She said community, or self-employed lead maternity carers (LMCs), were contracted to the Ministry of Health and forbidden from charging to cover rising costs, unlike GPs, who can pass additional costs onto clients.
"The only way to make more money is to sign on more women, but this could compromise the safety or service."
Community midwives constitute about a third of the midwifery workforce, with the remainder working as core midwives in hospitals.
She said dealing with pregnancy in the community and lower intervention rates was acknowledged as the best model, but with the intense strain, lure of better wages, working hours, holidays, sick leave, and seniority-based increases, she had witnessed many midwives opting to become core midwives.
"We are doing this for love, but you can't eat love."
She said the government was perfectly happy to keep paying low wages as long as it could keep touting a successful system.
"The system is resting on our shoulders and we are carrying it, but eventually our backs will break.
"I think the Ministry of Health are failing us."
Ms Cassie said the wage had to be considered in the context of a student loan combined with the cost of setting up a practice.
North Waikato midwife Sheryl Wright said compulsory costs included the annual practicing certificate ($400), indemnity insurance ($695), ongoing education ($500) and Midwifery Standards Reviews ($150).
"The midwife must pay all her own expenses. This will include things such as clinic rent, fuel and running costs for her vehicle, telephone expenses, postage, stationery, equipment replacement, insurance, ACC cover, advertising and accountancy fees ... In total, average expenses come to around $25,000 per year - excluding student loan repayments, which are not considered business expenses."
The problem is compounded by the fact payments are dependant on periods of care, so if expectant mothers enrol late or leave the midwife's care early, they lose income.
Community midwives are the only health practitioners who do not have inflation factored into their contract, and Ms Wright said rectifying this had to be a priority. She said every time inflation or the CPI (Consumer Price Index) increases, the only way to renegotiate wages was to renegotiate the whole contract.
"This just goes in the too-hard basket," she said.
The New Zealand College of Midwives filed a pay parity discrimination case on the basis of gender at the Wellington High Court on Monday under the New Zealand Bill of Rights Act.
College chief executive Karen Guilliland said the court action has been 20 years in the making.
"Midwives haven't been paid properly since 1996.
"This year the Ministry is only allocating $2.1 million as a fee increase for payments available for approximately 1000 LMC [community] midwives and over 52,000 mothers and babies. This equates to around $41 extra per birth."
In a statement, the college said community midwives were paid the equivalent of unskilled or junior staff, despite being university-educated health professionals who must complete twice the number of clinical hours as nurses.
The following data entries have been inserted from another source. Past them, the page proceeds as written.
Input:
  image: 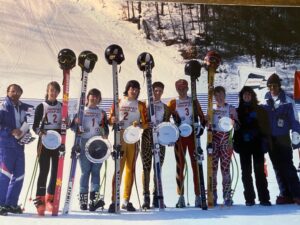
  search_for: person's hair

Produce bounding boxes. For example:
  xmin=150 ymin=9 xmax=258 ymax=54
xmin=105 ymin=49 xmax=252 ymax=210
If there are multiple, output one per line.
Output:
xmin=152 ymin=81 xmax=165 ymax=90
xmin=214 ymin=86 xmax=226 ymax=95
xmin=239 ymin=86 xmax=259 ymax=107
xmin=123 ymin=80 xmax=141 ymax=98
xmin=6 ymin=84 xmax=23 ymax=94
xmin=86 ymin=88 xmax=102 ymax=104
xmin=45 ymin=81 xmax=60 ymax=101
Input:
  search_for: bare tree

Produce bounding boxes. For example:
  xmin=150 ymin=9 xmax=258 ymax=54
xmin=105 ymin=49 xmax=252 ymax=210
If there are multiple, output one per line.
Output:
xmin=187 ymin=5 xmax=195 ymax=30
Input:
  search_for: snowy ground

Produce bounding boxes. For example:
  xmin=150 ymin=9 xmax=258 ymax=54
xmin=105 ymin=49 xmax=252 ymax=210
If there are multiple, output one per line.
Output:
xmin=0 ymin=0 xmax=300 ymax=225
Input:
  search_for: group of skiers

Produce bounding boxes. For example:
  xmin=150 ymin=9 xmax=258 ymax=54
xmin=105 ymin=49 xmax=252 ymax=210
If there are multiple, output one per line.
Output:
xmin=0 ymin=74 xmax=300 ymax=215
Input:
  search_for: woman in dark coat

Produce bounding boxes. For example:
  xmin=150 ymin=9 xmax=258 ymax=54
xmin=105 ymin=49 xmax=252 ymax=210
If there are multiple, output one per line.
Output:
xmin=234 ymin=87 xmax=271 ymax=206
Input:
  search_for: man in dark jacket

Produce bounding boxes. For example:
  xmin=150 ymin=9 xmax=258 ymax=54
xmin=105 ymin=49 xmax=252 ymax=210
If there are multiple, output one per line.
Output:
xmin=0 ymin=84 xmax=32 ymax=215
xmin=264 ymin=73 xmax=300 ymax=205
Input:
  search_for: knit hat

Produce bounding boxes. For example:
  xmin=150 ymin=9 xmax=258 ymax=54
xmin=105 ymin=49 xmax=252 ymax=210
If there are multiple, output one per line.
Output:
xmin=267 ymin=73 xmax=281 ymax=87
xmin=175 ymin=79 xmax=188 ymax=89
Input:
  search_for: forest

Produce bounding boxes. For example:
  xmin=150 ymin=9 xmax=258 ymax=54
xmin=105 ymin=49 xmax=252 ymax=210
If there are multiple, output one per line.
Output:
xmin=122 ymin=1 xmax=300 ymax=68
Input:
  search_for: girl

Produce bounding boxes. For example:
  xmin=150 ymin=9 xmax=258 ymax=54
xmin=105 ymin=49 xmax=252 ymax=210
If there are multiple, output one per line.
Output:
xmin=32 ymin=81 xmax=62 ymax=216
xmin=213 ymin=86 xmax=237 ymax=206
xmin=73 ymin=88 xmax=109 ymax=211
xmin=108 ymin=80 xmax=147 ymax=213
xmin=234 ymin=86 xmax=271 ymax=206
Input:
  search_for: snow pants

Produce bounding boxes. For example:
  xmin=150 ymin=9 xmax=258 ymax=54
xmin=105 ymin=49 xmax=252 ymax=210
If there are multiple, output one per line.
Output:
xmin=79 ymin=139 xmax=102 ymax=193
xmin=0 ymin=145 xmax=25 ymax=206
xmin=212 ymin=132 xmax=233 ymax=199
xmin=269 ymin=135 xmax=300 ymax=198
xmin=111 ymin=131 xmax=139 ymax=202
xmin=240 ymin=150 xmax=270 ymax=202
xmin=175 ymin=133 xmax=200 ymax=196
xmin=141 ymin=129 xmax=166 ymax=195
xmin=36 ymin=140 xmax=59 ymax=196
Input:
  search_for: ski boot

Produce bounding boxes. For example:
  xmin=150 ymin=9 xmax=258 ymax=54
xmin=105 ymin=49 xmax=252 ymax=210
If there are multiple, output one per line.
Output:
xmin=79 ymin=193 xmax=88 ymax=210
xmin=121 ymin=200 xmax=136 ymax=212
xmin=176 ymin=195 xmax=185 ymax=208
xmin=152 ymin=194 xmax=159 ymax=208
xmin=108 ymin=202 xmax=116 ymax=213
xmin=89 ymin=191 xmax=105 ymax=212
xmin=0 ymin=206 xmax=7 ymax=216
xmin=142 ymin=194 xmax=150 ymax=210
xmin=45 ymin=194 xmax=54 ymax=212
xmin=223 ymin=191 xmax=233 ymax=206
xmin=213 ymin=191 xmax=218 ymax=206
xmin=195 ymin=195 xmax=202 ymax=208
xmin=5 ymin=205 xmax=23 ymax=214
xmin=33 ymin=196 xmax=46 ymax=216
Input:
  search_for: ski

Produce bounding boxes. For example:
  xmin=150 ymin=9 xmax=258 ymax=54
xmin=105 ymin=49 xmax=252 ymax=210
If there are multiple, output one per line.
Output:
xmin=62 ymin=51 xmax=98 ymax=214
xmin=204 ymin=51 xmax=221 ymax=208
xmin=137 ymin=52 xmax=165 ymax=210
xmin=185 ymin=60 xmax=207 ymax=210
xmin=52 ymin=49 xmax=76 ymax=216
xmin=105 ymin=44 xmax=124 ymax=213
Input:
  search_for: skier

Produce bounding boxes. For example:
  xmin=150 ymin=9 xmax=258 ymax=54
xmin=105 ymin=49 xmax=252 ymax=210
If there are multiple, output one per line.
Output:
xmin=71 ymin=88 xmax=109 ymax=211
xmin=263 ymin=73 xmax=300 ymax=205
xmin=108 ymin=80 xmax=148 ymax=213
xmin=234 ymin=86 xmax=271 ymax=206
xmin=0 ymin=84 xmax=33 ymax=215
xmin=212 ymin=86 xmax=237 ymax=206
xmin=141 ymin=81 xmax=170 ymax=209
xmin=32 ymin=81 xmax=62 ymax=216
xmin=167 ymin=79 xmax=205 ymax=208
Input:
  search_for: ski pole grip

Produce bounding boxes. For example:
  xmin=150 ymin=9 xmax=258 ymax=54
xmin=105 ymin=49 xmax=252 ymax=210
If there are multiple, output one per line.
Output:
xmin=137 ymin=52 xmax=155 ymax=71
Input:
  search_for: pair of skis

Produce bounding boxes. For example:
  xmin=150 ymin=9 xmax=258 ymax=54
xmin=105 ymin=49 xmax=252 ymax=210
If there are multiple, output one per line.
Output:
xmin=204 ymin=51 xmax=221 ymax=208
xmin=105 ymin=44 xmax=125 ymax=213
xmin=52 ymin=49 xmax=97 ymax=216
xmin=185 ymin=60 xmax=207 ymax=210
xmin=185 ymin=51 xmax=221 ymax=210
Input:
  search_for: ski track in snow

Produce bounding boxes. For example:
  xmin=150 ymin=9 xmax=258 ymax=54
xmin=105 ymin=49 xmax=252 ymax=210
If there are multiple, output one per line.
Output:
xmin=0 ymin=0 xmax=300 ymax=225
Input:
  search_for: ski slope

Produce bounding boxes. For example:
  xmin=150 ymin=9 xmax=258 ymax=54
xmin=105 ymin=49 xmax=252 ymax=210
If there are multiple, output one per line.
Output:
xmin=0 ymin=0 xmax=300 ymax=225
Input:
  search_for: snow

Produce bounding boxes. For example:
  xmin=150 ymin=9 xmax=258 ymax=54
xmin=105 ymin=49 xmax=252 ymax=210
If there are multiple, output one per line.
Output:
xmin=0 ymin=0 xmax=300 ymax=225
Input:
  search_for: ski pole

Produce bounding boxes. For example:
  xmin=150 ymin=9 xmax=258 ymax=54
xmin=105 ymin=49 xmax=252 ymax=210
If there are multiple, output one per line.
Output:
xmin=133 ymin=141 xmax=142 ymax=211
xmin=22 ymin=156 xmax=39 ymax=211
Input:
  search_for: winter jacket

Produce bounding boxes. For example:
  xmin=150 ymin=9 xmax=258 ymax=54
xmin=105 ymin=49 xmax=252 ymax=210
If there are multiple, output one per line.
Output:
xmin=263 ymin=91 xmax=300 ymax=148
xmin=0 ymin=97 xmax=33 ymax=148
xmin=233 ymin=104 xmax=272 ymax=153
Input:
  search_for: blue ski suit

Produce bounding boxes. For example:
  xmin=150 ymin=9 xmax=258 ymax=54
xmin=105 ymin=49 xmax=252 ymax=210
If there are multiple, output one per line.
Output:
xmin=0 ymin=97 xmax=33 ymax=206
xmin=263 ymin=90 xmax=300 ymax=198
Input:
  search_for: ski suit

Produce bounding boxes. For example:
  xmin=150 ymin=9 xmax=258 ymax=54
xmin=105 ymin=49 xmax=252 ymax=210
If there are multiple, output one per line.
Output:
xmin=32 ymin=100 xmax=62 ymax=196
xmin=141 ymin=101 xmax=170 ymax=195
xmin=109 ymin=96 xmax=148 ymax=202
xmin=263 ymin=90 xmax=300 ymax=199
xmin=0 ymin=97 xmax=33 ymax=207
xmin=212 ymin=103 xmax=237 ymax=200
xmin=167 ymin=97 xmax=204 ymax=196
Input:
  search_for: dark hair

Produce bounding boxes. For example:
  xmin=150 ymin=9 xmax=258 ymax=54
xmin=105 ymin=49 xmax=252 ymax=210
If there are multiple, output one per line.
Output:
xmin=87 ymin=88 xmax=102 ymax=104
xmin=123 ymin=80 xmax=141 ymax=97
xmin=6 ymin=84 xmax=23 ymax=94
xmin=152 ymin=81 xmax=165 ymax=90
xmin=214 ymin=86 xmax=226 ymax=95
xmin=45 ymin=81 xmax=60 ymax=101
xmin=267 ymin=73 xmax=281 ymax=87
xmin=239 ymin=86 xmax=258 ymax=107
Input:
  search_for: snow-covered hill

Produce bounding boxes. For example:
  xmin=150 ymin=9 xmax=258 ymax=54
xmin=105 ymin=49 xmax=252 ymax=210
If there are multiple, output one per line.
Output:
xmin=0 ymin=0 xmax=300 ymax=225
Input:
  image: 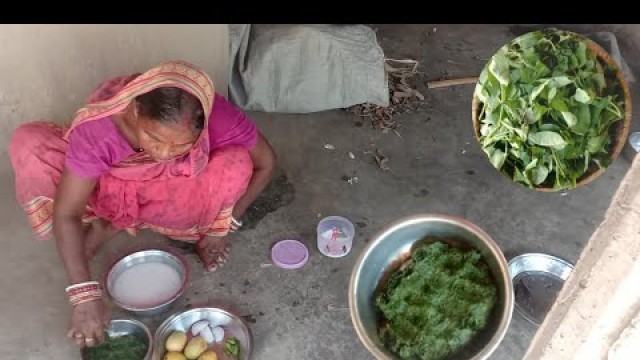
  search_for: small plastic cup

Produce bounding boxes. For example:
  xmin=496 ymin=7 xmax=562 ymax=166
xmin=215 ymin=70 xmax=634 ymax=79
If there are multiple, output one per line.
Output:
xmin=317 ymin=216 xmax=356 ymax=258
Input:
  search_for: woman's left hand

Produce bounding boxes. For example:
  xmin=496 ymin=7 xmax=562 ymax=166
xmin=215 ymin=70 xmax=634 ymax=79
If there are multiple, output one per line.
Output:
xmin=195 ymin=236 xmax=231 ymax=272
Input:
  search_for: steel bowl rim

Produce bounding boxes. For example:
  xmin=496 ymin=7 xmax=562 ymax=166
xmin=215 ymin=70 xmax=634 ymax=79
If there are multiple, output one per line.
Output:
xmin=103 ymin=249 xmax=191 ymax=312
xmin=509 ymin=253 xmax=574 ymax=326
xmin=153 ymin=307 xmax=253 ymax=359
xmin=109 ymin=318 xmax=154 ymax=359
xmin=349 ymin=213 xmax=514 ymax=360
xmin=509 ymin=253 xmax=574 ymax=282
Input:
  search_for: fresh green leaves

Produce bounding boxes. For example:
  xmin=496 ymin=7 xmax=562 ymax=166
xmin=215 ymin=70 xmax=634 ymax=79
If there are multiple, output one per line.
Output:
xmin=529 ymin=131 xmax=567 ymax=149
xmin=475 ymin=29 xmax=625 ymax=190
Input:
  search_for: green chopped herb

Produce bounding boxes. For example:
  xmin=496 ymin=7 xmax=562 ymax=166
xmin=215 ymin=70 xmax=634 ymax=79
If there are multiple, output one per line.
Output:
xmin=376 ymin=239 xmax=497 ymax=360
xmin=82 ymin=335 xmax=147 ymax=360
xmin=224 ymin=338 xmax=240 ymax=358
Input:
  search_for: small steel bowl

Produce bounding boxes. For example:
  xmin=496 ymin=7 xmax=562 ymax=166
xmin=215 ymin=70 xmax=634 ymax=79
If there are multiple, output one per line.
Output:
xmin=509 ymin=253 xmax=573 ymax=325
xmin=153 ymin=307 xmax=253 ymax=360
xmin=349 ymin=214 xmax=513 ymax=360
xmin=104 ymin=250 xmax=189 ymax=316
xmin=80 ymin=319 xmax=153 ymax=360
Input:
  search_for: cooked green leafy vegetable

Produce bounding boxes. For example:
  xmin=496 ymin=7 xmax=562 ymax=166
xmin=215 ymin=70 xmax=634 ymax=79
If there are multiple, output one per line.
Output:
xmin=376 ymin=239 xmax=497 ymax=360
xmin=224 ymin=338 xmax=240 ymax=358
xmin=82 ymin=335 xmax=147 ymax=360
xmin=475 ymin=29 xmax=625 ymax=190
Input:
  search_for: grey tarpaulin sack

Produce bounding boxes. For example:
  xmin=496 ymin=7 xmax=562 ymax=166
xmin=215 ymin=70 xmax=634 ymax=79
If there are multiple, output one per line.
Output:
xmin=229 ymin=24 xmax=389 ymax=113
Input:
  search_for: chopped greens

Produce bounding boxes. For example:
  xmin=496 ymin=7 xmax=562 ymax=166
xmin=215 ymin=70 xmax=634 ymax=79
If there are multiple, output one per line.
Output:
xmin=82 ymin=335 xmax=147 ymax=360
xmin=376 ymin=238 xmax=497 ymax=360
xmin=224 ymin=338 xmax=240 ymax=358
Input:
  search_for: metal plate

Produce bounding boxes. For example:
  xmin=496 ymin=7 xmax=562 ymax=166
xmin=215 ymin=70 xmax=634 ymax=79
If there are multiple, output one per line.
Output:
xmin=509 ymin=253 xmax=573 ymax=325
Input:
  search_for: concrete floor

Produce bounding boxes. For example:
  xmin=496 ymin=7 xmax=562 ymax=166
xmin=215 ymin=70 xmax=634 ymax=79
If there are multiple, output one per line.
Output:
xmin=0 ymin=25 xmax=639 ymax=360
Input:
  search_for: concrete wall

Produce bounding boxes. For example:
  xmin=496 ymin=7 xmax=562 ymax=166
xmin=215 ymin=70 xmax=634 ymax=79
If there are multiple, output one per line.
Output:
xmin=525 ymin=156 xmax=640 ymax=360
xmin=0 ymin=25 xmax=229 ymax=165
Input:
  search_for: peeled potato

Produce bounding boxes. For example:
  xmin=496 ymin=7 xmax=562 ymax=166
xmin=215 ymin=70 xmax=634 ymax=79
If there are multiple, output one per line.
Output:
xmin=164 ymin=351 xmax=187 ymax=360
xmin=164 ymin=331 xmax=187 ymax=352
xmin=184 ymin=336 xmax=207 ymax=360
xmin=198 ymin=351 xmax=218 ymax=360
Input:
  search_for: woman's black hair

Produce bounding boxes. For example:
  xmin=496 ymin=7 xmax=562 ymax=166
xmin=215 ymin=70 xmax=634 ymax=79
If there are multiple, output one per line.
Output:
xmin=136 ymin=87 xmax=204 ymax=132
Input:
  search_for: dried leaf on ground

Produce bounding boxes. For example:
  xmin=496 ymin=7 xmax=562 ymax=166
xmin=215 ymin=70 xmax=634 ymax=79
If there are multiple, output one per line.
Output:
xmin=346 ymin=59 xmax=425 ymax=133
xmin=373 ymin=149 xmax=389 ymax=171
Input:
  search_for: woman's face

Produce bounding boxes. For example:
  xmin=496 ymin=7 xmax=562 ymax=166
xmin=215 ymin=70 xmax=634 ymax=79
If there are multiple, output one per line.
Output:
xmin=137 ymin=116 xmax=199 ymax=161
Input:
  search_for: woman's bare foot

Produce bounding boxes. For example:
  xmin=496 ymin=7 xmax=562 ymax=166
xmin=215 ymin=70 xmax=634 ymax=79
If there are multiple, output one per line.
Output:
xmin=195 ymin=236 xmax=230 ymax=272
xmin=84 ymin=218 xmax=118 ymax=259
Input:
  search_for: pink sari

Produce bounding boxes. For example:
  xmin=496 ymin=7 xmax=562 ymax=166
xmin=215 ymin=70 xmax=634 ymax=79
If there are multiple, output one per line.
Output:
xmin=9 ymin=61 xmax=253 ymax=240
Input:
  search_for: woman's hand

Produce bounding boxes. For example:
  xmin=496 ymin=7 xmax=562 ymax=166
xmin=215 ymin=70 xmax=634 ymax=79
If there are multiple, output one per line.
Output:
xmin=67 ymin=300 xmax=110 ymax=347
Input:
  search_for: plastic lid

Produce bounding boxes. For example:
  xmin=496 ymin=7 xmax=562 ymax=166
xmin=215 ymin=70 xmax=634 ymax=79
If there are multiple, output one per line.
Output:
xmin=271 ymin=240 xmax=309 ymax=269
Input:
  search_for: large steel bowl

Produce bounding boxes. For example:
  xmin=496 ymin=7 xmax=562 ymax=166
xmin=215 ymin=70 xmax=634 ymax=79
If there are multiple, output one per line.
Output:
xmin=81 ymin=319 xmax=153 ymax=360
xmin=153 ymin=307 xmax=253 ymax=360
xmin=104 ymin=250 xmax=189 ymax=316
xmin=349 ymin=214 xmax=513 ymax=360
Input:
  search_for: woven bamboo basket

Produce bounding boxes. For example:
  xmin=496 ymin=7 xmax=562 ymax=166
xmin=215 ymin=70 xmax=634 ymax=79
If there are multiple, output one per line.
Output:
xmin=471 ymin=31 xmax=631 ymax=192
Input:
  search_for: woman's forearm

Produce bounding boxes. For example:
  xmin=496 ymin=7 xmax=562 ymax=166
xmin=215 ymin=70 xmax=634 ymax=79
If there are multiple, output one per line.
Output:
xmin=53 ymin=215 xmax=91 ymax=284
xmin=233 ymin=167 xmax=273 ymax=219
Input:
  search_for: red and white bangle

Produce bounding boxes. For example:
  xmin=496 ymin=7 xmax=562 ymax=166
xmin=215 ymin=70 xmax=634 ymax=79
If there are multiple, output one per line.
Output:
xmin=65 ymin=281 xmax=102 ymax=306
xmin=230 ymin=216 xmax=242 ymax=232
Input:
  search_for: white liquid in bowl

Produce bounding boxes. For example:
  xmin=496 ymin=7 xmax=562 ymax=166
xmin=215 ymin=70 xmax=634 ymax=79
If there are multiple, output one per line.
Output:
xmin=111 ymin=263 xmax=182 ymax=308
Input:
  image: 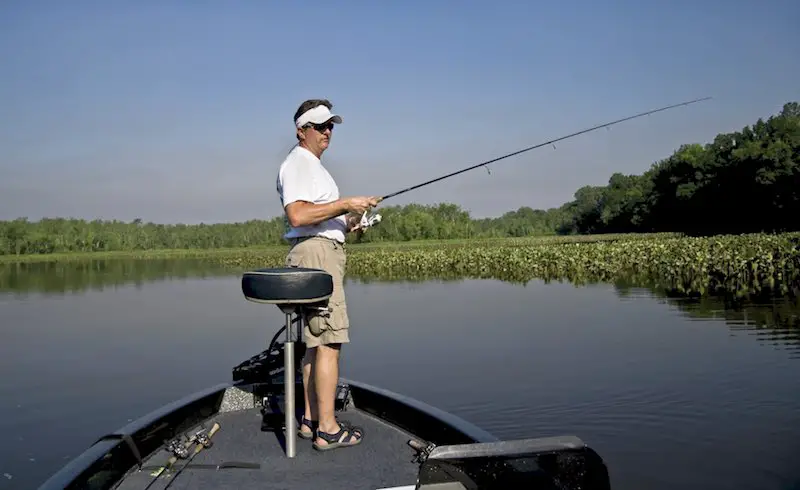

Midwife advisor Alison Eddy said the college had become involved when the last pay rise in 2012 was far below expectations.
"It was 2.5 per cent - it was pretty disappointing. It just hasn't kept pace with cost."
She said the only reason the ramifications had not been truly felt yet was because a drop in the birth rate had coincided with an increase in the midwife workforce.
She said many graduates had a shock when the joined the workforce.
"They enter the workforce and realise the pay's rubbish, but they have paid a lot of money to become midwives.
"The goal is to have long-term mechanism in place to give regular increase in pay that reflect increased costs and expectations on services."
A Ministry of Health spokesperson said maternity services are free to eligible women and the only services that can be charged a co-payment are specialist services such as obstetricians or radiologists.
"Funding for the payment of claims under the Section 88 has increased to $146.8 million per annum from 1 July 2015. This is a net increase on the previous financial year of $2.1 million. An announcement on how this money will be allocated is expected in the near future."
Community midwives are paid under Section 88 of the Public Health and Disability Act 2000, which does not allow for negotiation of pay or collective action.
When asked why midwives have not received increased funding, the Ministry said increases were subject to the outcome of Budget bids.
"There have been five changes in fees for delivery of maternity services since 1996 - in 1998, 2002, 2005, 2007, when there was a 9.2 per cent increase, and 2012 when there was a 2.5 per cent increase."
The spokesperson said the the rates increases for years prior to 2007 could not be calculated in the time available, and the Ministry had not witnessed any marked movement out off community roles.
"The total number of midwives working as community (LMC) midwives has increased and there has been a significant increase in the proportion of pregnant women receiving care from an LMC midwife."
Previous satisfaction surveys have shown high and steady levels of satisfaction from expectant mothers.
A 2011 survey found 89 per cent of women were satisfied or very satisfied with care from community midwives.